Aunque el primer pecado de los ángeles rebeldes fue principalmente de soberbia en la actividad, no fue de este género secundariamente, como en el hombre -que primero fue de soberbia en el conocimiento, y después también de soberbia, pero en la actividad-, sino que pudo ser de envidia:

«Solamente puede haber en los ángeles malos aquellos pecados a que puede inclinarse la naturaleza espiritual. Pero la naturaleza espiritual no se inclina a los bienes propios del cuerpo, sino a los que pueden hallarse en las cosas espirituales, ya que nada se inclina si no es a lo que de algún modo puede convenir a su naturaleza. Ahora bien, en los bienes espirituales, cuando alguien se aficiona a ellos, no puede haber pecado, a menos que en tal afecto no se observe la regla del superior. Pero no someterse a la regla del superior en lo debido es precisamente lo que constituye el pecado de soberbia. Luego, el primer pecado del ángel no pudo ser más que el de soberbia» (STh I, 63, 2 in c.).

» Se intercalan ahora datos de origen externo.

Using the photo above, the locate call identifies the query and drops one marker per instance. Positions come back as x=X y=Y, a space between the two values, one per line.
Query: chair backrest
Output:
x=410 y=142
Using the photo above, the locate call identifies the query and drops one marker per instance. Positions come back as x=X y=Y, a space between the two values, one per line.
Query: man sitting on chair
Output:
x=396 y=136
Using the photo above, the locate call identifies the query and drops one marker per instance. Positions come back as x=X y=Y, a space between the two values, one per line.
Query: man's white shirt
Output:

Al pecado de soberbia, pudo seguir el de la envidia, porque este vicio, también de orden espiritual, consiste en «entristecerse de los bienes de los otros en cuanto exceden de los propios» (STh II-II, 36, 2 in c.). El motivo es el siguiente:

«La misma razón que el apetito tiene para inclinarse a una cosa, la tiene para rechazar la contraria, y por esto ocurre que el envidioso se duele del bien de otro, por cuanto estima que el bien ajeno, es un obstáculo para el propio».

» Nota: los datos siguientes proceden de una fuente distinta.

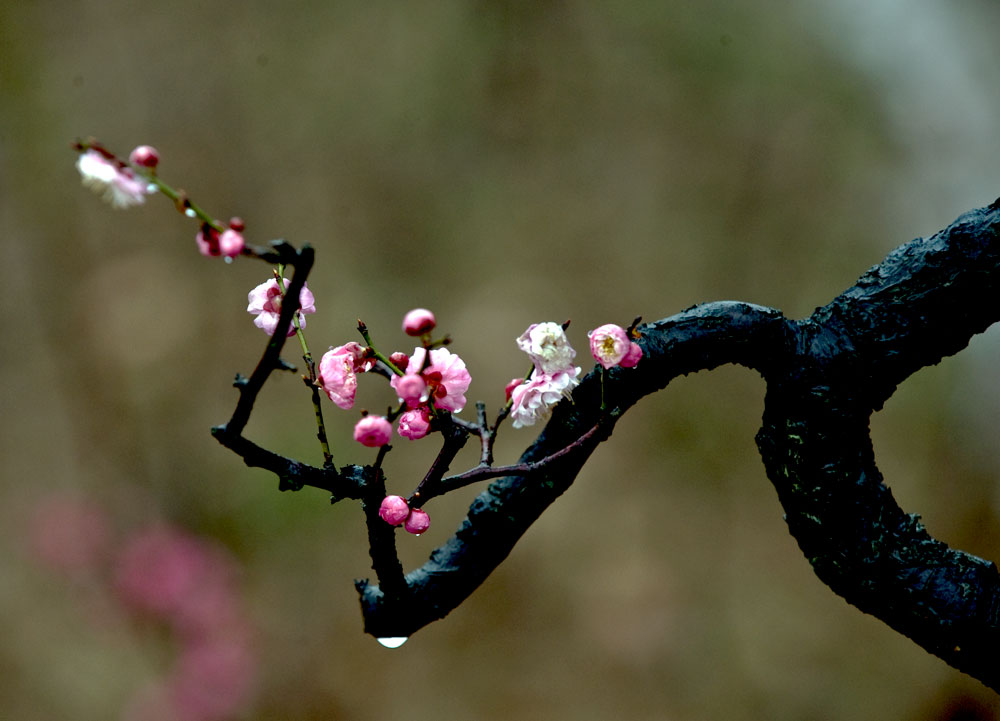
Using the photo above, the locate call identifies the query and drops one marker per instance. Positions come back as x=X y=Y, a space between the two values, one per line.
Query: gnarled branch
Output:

En el caso de la envidia angélica, «el bien de otro no pudo ser estimado como impedimento del bien a que se aficionó el ángel malo, sino en cuanto apeteció una excelencia singular que quedaba eclipsada por la excelencia de otro. De aquí que, tras el pecado de soberbia, apareciese en el ángel prevaricador el mal de la envidia, porque se dolió del bien del hombre y también de la excelencia divina, por cuanto Dios se sirve del hombre para su gloria en contra de la voluntad del demonio» (STh I, 63, 2 in c.).

Igualmente, como consecuencia de la soberbia, de querer ser semejantes a Dios en tener por sí la felicidad eterna, los ángeles rebeldes quisieron también poseer el poder de Dios sobre las cosas.

«Como lo que es de por sí es principio y causa de lo que es por otro, de aquella apetencia se siguió, que quisiera tener dominio sobre las demás cosas, llevando su perversidad a querer también asemejarse en esto a Dios» (STh I, 63, 3 in c.).

El pecado de la soberbia, o el deseo desordenado de la propia excelencia al margen del orden querido por Dios, es el vicio más grave en cuanto a la aversión o huída de Dios que implica.

«La aversión es la parte formal del pecado, y este elemento lo posee la soberbia directamente, mientras que en los demás pecados es algo como derivado» (STh II-II, 162, 7, in c.).

En cuanto al alejamiento de Dios, elemento formal del pecado, la soberbia revela una mayor gravedad con respecto a todos los demás pecados. En éstos la huída de Dios se da por ignorancia, flaqueza o por el deseo de otro bien. Tal evasión de Dios y de su ley es, en realidad, una consecuencia.

«En los demás males, el apartarse de Dios es algo que sigue a la conversión a las criaturas, mientras que la soberbia le dirige inmediatamente a Dios despreciándolo» (STh II-II, 162, 6 in c).

La soberbia, aunque busque la excelencia del propio sujeto, siempre se opone a Dios y hasta al prójimo.

«Todo acto de soberbia contraria a la ley divina, pues reniega de someterse como debe. Y a veces contraria incluso al amor del prójimo, porque se antepone a todos los demás y se niega a reconocer a sus superiores, viniendo a oponerse nuevamente por este camino a la ley de Dios, que manda acatar la autoridad de los mayores» (STh II-II, 162, 5 ad 2).

En este peligrosísimo mal moral «se intenta suprimir la sumisión del hombre a Dios, en cuanto el ser humano se eleva sobre las propias fuerzas y sobre la línea señalada por la ley de Dios (...) o no someterse a la regla por Él señalada» (Ib., 5 in c)».